Direct in Vivo Intracellular Selection of Conformation-sensitive Antibody Domains Targeting Alzheimer's Amyloid-β Oligomers

Abstract

The development of conformation-sensitive antibody domains targeting the misfolding beta amyloid (Aβ) peptide is of great interest for research into Alzheimer's disease (AD). We describe the direct selection, by the Intracellular Antibody Capture Technology (IACT), of a panel of anti-Aβ single chain Fv antibody fragments (scFvs), targeting pathologically relevant conformations of Aβ. A LexA-Aβ1-42 fusion protein was expressed in yeast cells, as the “intracellular antigen”. Two different scFv antibody libraries (Single Pot Libraries of Intracellular Antibodies, SPLINT) were used for the intracellular selections: (i) a naïve library, derived from a natural, non-immune, source of mouse antibody variable region (V) genes; and (ii) an immune library constructed from the repertoire of antibody V genes of Aβ-immunized mice. This led to the isolation of 18 different anti-Aβ scFvs, which bind Aβ both in the yeast cell, as well as in vitro, if used as purified recombinant proteins.
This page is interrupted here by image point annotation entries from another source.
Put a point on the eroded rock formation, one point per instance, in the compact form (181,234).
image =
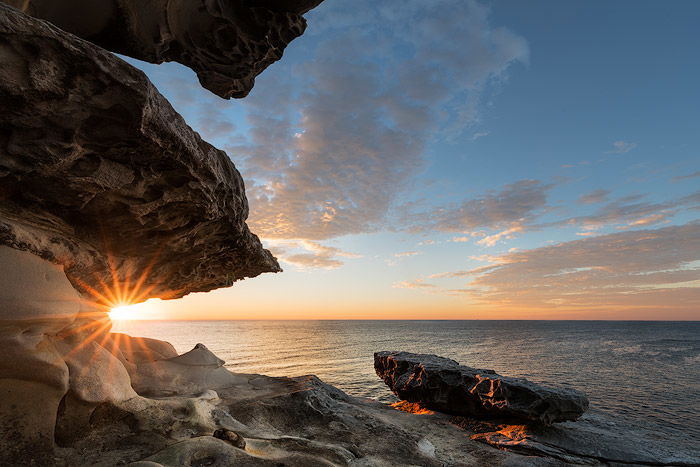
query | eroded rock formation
(226,42)
(442,384)
(98,173)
Surprisingly, all the anti-Aβ scFvs isolated are conformation-sensitive, showing a high degree of specificity towards Aβ oligomers with respect to monomeric Aβ, while also displaying some degree of sequence-specificity, recognizing either the N-terminal or the C-terminal part of Aβ1-42; in particular, the scFvs selected from Aβ-immune SPLINT library show a relevant N-terminal epitope bias. Representative candidates from this panel of the anti-Aβ scFvs were shown to recognize in vivo-produced Aβ “deposits” in histological sections from human AD brains and to display good neutralization properties, significantly inhibiting Aβ oligomer-induced toxicity and synaptic binding of Aβ oligomers in neuronal cultured cells. The properties of these anti-Aβ antibody domains, as well as their direct availability for intra- or extra-cellular “genetic delivery” make them ideally suited for new experimental approaches to study and image the intracellular processing and trafficking of Aβ oligomers.